Jane asked me, “so what do you think about dating adoptees?”  Okay.  Relationship is just the counterpoint I need.  But more adoption land is not the kind of thing I need.  So I’ve met two married adopted couples here in Korea, (who didn’t meet here) so I guess it happens.  I’m skeptical though.  Was it Jackson Browne who had a song called, “lawyers in love?”  When work and home are a continuum, what does that do?  Don’t they want a vacation from law?  From being the same?  From their pointless lives?  From armageddon?  The answer Jackson?  Shopping.

I got home after two nights with not really any sleep, read my email and was it just me being tired or did the whole world get stupid overnight?  And then I hopped back on the bus to transfer my money so I could pay my overseas remittance in the closest bank, which is in Chuncheon, another hour ride away. I wish I got frequent flyer miles for the train and bus…I probably racked up eight hours this weekend.
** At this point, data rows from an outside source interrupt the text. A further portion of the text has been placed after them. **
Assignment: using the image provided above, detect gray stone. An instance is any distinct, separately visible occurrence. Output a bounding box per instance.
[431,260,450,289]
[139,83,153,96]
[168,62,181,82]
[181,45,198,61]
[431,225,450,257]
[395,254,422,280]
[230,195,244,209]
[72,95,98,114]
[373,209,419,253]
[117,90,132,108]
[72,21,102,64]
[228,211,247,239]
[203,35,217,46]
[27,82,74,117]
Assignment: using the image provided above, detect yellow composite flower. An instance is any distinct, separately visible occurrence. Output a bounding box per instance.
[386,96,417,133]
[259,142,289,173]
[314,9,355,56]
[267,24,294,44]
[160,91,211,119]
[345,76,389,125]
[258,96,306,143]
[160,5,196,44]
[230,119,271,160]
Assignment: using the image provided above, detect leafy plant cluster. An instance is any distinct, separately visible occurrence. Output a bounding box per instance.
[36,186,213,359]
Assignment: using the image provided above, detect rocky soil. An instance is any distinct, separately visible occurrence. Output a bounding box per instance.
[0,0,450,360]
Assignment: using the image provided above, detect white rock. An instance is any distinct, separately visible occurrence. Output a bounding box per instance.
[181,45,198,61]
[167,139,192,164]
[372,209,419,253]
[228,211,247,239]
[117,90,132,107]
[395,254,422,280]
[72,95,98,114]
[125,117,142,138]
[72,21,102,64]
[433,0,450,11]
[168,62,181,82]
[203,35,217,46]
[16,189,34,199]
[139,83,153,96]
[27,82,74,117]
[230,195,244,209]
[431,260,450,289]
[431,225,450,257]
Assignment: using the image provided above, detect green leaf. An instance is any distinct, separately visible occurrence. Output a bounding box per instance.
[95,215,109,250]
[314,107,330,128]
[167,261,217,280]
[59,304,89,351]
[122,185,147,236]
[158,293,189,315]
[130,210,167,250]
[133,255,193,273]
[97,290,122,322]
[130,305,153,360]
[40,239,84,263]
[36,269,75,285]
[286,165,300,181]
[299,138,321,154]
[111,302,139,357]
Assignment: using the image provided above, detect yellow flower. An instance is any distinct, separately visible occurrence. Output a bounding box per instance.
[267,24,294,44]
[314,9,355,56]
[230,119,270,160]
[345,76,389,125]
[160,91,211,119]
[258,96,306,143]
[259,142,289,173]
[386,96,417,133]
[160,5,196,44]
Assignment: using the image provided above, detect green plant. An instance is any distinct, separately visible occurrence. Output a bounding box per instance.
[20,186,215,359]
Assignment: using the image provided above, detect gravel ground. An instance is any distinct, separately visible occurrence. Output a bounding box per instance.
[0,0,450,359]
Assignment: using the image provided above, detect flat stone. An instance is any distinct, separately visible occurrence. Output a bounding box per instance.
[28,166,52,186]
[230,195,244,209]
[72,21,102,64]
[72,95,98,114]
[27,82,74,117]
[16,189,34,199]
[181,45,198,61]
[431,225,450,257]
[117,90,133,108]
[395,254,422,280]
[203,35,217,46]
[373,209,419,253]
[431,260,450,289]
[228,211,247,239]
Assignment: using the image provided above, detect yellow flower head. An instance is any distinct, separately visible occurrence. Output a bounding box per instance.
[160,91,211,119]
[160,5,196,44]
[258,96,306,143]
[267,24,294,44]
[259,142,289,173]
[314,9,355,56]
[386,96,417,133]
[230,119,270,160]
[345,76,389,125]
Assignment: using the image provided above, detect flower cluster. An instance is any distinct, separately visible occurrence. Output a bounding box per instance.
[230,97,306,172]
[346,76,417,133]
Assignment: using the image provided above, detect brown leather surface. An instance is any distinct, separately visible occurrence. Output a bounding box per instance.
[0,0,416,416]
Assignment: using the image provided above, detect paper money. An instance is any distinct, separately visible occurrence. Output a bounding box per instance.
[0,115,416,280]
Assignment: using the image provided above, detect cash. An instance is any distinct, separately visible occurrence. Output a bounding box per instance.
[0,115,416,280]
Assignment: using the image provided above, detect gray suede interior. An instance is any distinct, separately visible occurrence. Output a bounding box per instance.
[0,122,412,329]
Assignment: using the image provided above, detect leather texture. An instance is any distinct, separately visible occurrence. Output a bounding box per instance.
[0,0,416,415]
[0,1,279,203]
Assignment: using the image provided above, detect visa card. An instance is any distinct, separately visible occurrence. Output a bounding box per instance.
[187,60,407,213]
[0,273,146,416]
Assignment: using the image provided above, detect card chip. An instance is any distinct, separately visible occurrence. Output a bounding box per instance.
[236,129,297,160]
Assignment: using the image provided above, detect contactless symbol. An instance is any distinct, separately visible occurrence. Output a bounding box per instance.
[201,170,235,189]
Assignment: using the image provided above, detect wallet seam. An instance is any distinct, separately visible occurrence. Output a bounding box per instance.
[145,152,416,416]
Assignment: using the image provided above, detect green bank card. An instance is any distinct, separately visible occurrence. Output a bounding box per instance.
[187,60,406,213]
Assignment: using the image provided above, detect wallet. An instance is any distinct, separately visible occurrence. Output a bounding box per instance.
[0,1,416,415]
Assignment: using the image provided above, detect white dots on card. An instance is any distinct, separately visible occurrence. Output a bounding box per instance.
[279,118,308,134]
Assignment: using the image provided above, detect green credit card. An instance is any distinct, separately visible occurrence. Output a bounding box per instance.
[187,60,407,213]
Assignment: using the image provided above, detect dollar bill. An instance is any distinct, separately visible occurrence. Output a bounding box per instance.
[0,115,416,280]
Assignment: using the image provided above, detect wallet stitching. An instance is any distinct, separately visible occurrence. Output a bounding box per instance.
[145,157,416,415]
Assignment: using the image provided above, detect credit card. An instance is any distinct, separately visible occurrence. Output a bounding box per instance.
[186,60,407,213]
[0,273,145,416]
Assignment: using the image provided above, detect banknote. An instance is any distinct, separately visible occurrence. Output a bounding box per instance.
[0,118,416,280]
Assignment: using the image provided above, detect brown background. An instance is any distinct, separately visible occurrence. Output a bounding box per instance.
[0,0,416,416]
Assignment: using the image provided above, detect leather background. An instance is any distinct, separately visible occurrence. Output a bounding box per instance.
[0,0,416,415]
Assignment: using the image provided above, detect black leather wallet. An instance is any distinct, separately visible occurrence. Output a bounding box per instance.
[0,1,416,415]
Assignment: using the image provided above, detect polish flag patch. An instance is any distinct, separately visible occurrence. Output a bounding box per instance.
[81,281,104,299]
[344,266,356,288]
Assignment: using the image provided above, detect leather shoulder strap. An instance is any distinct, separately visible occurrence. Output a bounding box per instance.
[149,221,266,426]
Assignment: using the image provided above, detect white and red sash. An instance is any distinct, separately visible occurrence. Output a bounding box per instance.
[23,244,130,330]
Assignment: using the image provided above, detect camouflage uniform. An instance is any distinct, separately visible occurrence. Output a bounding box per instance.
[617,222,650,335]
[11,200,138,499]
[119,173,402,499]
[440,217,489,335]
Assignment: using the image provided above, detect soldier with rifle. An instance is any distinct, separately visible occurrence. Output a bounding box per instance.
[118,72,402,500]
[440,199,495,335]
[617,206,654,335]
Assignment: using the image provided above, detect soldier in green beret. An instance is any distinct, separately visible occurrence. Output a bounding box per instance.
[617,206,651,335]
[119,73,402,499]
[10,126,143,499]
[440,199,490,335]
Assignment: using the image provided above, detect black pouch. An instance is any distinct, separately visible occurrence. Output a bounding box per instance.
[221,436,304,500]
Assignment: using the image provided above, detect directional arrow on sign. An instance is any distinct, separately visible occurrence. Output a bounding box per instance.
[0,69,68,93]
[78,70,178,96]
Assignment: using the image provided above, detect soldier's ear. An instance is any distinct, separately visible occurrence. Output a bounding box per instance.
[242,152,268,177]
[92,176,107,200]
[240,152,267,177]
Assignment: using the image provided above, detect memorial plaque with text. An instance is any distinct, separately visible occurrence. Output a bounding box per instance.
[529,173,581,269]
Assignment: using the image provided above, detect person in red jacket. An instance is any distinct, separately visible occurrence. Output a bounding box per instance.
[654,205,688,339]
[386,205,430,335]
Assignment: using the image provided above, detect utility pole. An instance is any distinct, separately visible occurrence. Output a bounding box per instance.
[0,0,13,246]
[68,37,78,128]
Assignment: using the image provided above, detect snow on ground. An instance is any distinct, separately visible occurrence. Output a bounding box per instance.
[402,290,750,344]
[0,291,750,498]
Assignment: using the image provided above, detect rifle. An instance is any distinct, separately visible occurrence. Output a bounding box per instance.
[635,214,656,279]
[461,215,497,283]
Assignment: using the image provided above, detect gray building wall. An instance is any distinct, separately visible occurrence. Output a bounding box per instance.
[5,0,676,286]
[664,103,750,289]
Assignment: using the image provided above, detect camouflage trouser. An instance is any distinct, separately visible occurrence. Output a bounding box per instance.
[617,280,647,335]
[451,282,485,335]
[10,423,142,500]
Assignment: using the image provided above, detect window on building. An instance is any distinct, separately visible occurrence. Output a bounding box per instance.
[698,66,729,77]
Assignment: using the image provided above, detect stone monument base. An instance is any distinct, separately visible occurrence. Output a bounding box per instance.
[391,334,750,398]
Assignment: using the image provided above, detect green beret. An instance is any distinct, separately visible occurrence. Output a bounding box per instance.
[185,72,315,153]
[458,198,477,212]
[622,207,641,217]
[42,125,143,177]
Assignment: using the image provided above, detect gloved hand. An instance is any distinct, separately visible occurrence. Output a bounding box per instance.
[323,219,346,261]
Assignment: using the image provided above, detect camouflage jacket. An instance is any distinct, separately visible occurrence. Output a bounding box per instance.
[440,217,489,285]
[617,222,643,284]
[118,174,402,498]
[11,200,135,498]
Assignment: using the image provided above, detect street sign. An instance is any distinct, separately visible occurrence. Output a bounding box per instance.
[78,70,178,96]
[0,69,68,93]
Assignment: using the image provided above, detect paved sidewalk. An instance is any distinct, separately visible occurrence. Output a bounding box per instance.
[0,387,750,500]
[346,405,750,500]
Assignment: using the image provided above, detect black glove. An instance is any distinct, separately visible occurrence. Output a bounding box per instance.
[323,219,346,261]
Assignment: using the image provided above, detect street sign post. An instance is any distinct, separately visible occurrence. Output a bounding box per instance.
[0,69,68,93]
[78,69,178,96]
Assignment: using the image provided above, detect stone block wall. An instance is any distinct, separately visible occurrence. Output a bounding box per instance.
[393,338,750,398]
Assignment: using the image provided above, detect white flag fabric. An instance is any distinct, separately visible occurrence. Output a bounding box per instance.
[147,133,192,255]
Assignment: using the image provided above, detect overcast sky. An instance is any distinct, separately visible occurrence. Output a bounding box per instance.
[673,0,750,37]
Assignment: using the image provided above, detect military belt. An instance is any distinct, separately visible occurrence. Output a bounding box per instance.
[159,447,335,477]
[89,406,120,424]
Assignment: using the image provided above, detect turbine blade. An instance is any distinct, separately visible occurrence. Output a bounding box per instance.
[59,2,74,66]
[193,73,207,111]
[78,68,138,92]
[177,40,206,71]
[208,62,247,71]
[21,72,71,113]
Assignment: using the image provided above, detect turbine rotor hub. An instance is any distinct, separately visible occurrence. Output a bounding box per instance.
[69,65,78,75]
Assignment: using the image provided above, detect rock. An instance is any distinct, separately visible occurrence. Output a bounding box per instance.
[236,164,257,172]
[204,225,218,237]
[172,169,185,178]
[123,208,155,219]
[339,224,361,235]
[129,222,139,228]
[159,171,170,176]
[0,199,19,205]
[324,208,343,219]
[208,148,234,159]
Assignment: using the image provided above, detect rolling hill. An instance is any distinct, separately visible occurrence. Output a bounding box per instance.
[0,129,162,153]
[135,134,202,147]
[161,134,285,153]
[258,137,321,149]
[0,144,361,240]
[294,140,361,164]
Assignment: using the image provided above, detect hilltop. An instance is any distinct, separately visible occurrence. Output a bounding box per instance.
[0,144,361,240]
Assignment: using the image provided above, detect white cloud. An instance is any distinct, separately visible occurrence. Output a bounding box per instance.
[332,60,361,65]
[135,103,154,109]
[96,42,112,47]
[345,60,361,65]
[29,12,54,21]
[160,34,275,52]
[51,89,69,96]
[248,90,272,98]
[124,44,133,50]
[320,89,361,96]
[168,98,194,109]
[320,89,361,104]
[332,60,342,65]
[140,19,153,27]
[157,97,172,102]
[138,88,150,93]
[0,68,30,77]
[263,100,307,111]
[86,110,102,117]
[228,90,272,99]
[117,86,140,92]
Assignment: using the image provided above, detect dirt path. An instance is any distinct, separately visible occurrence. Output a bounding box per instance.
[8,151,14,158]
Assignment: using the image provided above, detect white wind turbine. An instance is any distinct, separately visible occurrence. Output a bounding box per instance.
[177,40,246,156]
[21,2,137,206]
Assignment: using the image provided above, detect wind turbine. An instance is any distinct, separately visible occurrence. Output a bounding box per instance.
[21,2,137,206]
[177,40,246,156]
Myeongdong in Chuncheon is actually a nice little stretch of shops.  The buildings are only about 4 stories tall, and the three blocks of it are 100% pedestrian so it’s got some nice atmosphere to it.  I proudly didn’t purchase anything frivolous and only spent about $11.00 at Daizo.  Which is something I would do in Seattle if I were back home.  It’s really amazing what $11.00 bucks will buy at Daizo!  And Chuncheon’s is four floors high, so it’s about twice the size of the one in Seattle.

And then I ate at Han’s deli, where the sign said:  돈트 worry, 비 happy.

I ate chili shrimp spaghetti and a cola and it was yummy.   Then I took a cab back to the bus-seu teu mi nal where I got stuck in E-mah teu and got some fish tank gravel (for my paper-making project – long story) and a shelf tank top which will allow me to reduce one more layer while dressing as a school teacher.  (woven shirt must be worn with an undershirt to hide bra = 3 layers during 85-90 degree heat with 60-70% humidity)  And some nice-looking beef, since I have to cook for myself this whole summer break.  Waited an hour for the next bus and another hour bus ride home.  And then slept a couple hours only to write this.

Tomorrow:  * lesson plans to submit to the board of education, TRACK work, repeat from * across, every day, until Friday whereupon it’s train to Seoul to become an adoptee again on the weekends, and then one week of vacation where I’ll work on TRACK work.  And then repeat from * two more weeks, followed by 6 more months of school.  At that point it will have been two years here.  Certainly not the taking culture lessons and being near fluent in Korean that I’d imagined before coming here!

Looking forward to next month’s payday where I can begin to buy winter clothing.  The shit emergency clothing I bought, along with my converse, are toast.  Eat, consume, die.